Repository-Based Storage

The storage used by an Oracle VM storage repository is based on SAN storage, file server storage, or storage residing locally on an Oracle VM server. Although there are performance implications between using network-based storage versus locally attached storage, it is more important to understand the maintenance and operational issues when you’re considering using either storage method. Figure 22-1 shows information about physical storage that is locally attached to the Oracle VM server. In this case, the storage is a 44TB array defined as a single LUN. The Oracle VM server detects the storage and lists it as available. This storage can be used when you’re defining the repository.
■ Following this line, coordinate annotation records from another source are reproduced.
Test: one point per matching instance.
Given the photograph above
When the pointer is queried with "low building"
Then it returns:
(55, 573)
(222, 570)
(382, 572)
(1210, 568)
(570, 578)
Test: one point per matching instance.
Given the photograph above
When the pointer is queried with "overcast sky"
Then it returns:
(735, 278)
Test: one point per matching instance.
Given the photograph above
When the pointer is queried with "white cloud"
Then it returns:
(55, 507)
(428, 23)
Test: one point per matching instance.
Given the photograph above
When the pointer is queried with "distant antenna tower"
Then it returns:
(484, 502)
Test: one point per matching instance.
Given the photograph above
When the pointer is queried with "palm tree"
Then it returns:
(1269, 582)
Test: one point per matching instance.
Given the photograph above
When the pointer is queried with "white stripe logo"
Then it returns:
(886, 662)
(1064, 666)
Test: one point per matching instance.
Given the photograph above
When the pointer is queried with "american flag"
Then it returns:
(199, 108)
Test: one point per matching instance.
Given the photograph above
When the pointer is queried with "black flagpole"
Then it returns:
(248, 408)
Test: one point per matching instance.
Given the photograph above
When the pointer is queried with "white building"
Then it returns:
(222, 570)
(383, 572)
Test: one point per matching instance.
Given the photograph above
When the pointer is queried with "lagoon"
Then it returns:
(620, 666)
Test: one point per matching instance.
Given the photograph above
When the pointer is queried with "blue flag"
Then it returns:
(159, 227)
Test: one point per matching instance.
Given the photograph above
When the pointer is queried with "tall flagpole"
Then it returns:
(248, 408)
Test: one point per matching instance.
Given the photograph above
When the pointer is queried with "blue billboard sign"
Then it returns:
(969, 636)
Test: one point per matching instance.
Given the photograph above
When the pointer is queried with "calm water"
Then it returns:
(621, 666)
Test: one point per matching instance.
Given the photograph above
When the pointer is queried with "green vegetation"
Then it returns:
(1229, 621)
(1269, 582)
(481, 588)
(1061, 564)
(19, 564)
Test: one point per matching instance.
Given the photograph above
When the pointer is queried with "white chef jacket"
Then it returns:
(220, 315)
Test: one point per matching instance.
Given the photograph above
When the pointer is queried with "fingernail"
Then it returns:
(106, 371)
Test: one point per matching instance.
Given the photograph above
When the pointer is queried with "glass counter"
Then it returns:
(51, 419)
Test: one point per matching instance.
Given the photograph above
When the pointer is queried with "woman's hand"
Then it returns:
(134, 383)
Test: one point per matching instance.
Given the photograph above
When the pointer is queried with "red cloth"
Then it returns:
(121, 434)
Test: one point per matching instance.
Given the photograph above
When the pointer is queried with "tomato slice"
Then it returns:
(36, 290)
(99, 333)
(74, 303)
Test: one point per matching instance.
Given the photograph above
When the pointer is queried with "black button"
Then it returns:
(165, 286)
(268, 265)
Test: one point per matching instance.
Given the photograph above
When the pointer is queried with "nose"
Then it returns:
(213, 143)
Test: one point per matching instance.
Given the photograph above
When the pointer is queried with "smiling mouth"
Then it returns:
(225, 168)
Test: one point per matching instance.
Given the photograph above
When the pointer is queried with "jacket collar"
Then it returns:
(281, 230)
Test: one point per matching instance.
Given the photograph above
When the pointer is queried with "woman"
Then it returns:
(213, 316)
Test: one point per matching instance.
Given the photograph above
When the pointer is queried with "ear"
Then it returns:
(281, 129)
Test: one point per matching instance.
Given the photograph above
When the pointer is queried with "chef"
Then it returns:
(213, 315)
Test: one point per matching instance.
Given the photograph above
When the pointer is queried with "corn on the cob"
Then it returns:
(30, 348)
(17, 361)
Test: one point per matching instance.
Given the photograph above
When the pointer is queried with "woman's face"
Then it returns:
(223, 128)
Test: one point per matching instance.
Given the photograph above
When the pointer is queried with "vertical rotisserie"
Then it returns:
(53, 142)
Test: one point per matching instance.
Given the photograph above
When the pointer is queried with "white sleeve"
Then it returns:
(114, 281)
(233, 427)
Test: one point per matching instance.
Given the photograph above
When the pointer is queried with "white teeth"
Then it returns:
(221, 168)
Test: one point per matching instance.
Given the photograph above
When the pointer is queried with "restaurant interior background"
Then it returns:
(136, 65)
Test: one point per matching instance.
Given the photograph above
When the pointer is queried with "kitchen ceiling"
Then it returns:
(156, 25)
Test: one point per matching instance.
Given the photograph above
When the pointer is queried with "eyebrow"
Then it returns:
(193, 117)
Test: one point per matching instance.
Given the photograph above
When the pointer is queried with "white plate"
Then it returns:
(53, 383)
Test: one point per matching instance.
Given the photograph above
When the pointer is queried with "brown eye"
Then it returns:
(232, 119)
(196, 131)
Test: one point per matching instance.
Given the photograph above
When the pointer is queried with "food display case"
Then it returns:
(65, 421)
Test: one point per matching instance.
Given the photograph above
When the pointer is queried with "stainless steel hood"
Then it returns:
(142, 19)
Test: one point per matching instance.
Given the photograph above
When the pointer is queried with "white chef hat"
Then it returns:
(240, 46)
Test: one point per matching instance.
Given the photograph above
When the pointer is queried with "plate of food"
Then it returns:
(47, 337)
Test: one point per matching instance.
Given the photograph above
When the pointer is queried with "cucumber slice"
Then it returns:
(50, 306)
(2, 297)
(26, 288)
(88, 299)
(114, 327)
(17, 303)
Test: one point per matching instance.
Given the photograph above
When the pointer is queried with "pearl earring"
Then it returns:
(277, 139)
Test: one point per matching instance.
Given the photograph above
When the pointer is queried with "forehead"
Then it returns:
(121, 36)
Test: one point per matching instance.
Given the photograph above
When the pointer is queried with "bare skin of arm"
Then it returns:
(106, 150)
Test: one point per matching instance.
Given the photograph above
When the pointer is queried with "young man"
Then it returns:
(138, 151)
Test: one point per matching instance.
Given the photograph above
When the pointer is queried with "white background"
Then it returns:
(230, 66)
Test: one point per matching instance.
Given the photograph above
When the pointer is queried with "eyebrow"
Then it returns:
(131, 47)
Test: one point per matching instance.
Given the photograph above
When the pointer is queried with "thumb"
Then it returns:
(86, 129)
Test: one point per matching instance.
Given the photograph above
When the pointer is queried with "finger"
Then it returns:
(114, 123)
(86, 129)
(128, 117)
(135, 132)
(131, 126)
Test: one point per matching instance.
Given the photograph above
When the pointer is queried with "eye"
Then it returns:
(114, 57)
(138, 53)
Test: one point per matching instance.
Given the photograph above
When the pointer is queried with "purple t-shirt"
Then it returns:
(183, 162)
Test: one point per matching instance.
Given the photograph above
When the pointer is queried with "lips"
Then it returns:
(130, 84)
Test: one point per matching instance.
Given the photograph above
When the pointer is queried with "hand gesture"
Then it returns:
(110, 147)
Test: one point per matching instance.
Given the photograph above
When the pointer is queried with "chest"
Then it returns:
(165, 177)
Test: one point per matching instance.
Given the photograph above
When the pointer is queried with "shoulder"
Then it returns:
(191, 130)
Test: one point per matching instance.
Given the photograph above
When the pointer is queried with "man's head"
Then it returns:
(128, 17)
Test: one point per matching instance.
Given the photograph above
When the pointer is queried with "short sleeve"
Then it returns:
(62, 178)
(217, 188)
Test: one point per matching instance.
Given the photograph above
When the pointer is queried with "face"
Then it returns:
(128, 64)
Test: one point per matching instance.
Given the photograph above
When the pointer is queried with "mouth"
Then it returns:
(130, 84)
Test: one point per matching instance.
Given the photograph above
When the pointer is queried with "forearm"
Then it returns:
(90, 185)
FIGURE 22-1.    Repository using locally attached storage

Using locally attached storage, however, limits the VM migration capabilities regardless of the way the storage is presented to the guest VM (that is, through a repository or directly) and restricts any VM using the locally attached storage to operate strictly on the VM server where the locally attached storage resides. This limitation is somewhat resolved with the release of Oracle VM 3.4; however, there are still some limitations that have an impact on live migration and are covered in greater detail in the release notes.

The key point is that guest VMs using repository-based storage have the flexibility to grow the storage allocated to them dynamically from storage available in the storage repository VM without having to allocate additional storage LUNs from the SAN or grow a file system. Repository-based storage is therefore a general best practice to use as a source of storage for guest VMs.

Network-Based Shared Storage

Network-based shared storage presented to the Oracle VM servers either is a storage area network (SAN) using the iSCSI protocol or is based on file server sharing (NAS) using NFS exports/shares. In either case, a virtual disk used by a guest VM is defined at the storage layer with a specific size, and it requires manual intervention to grow if additional space is needed. Figure 22-2 shows the Storage tab of the VM manager GUI, which lists a 2TB LUN that was created in the SAN server “prodsan1” and is currently being used by the repository “PHYrepo1.”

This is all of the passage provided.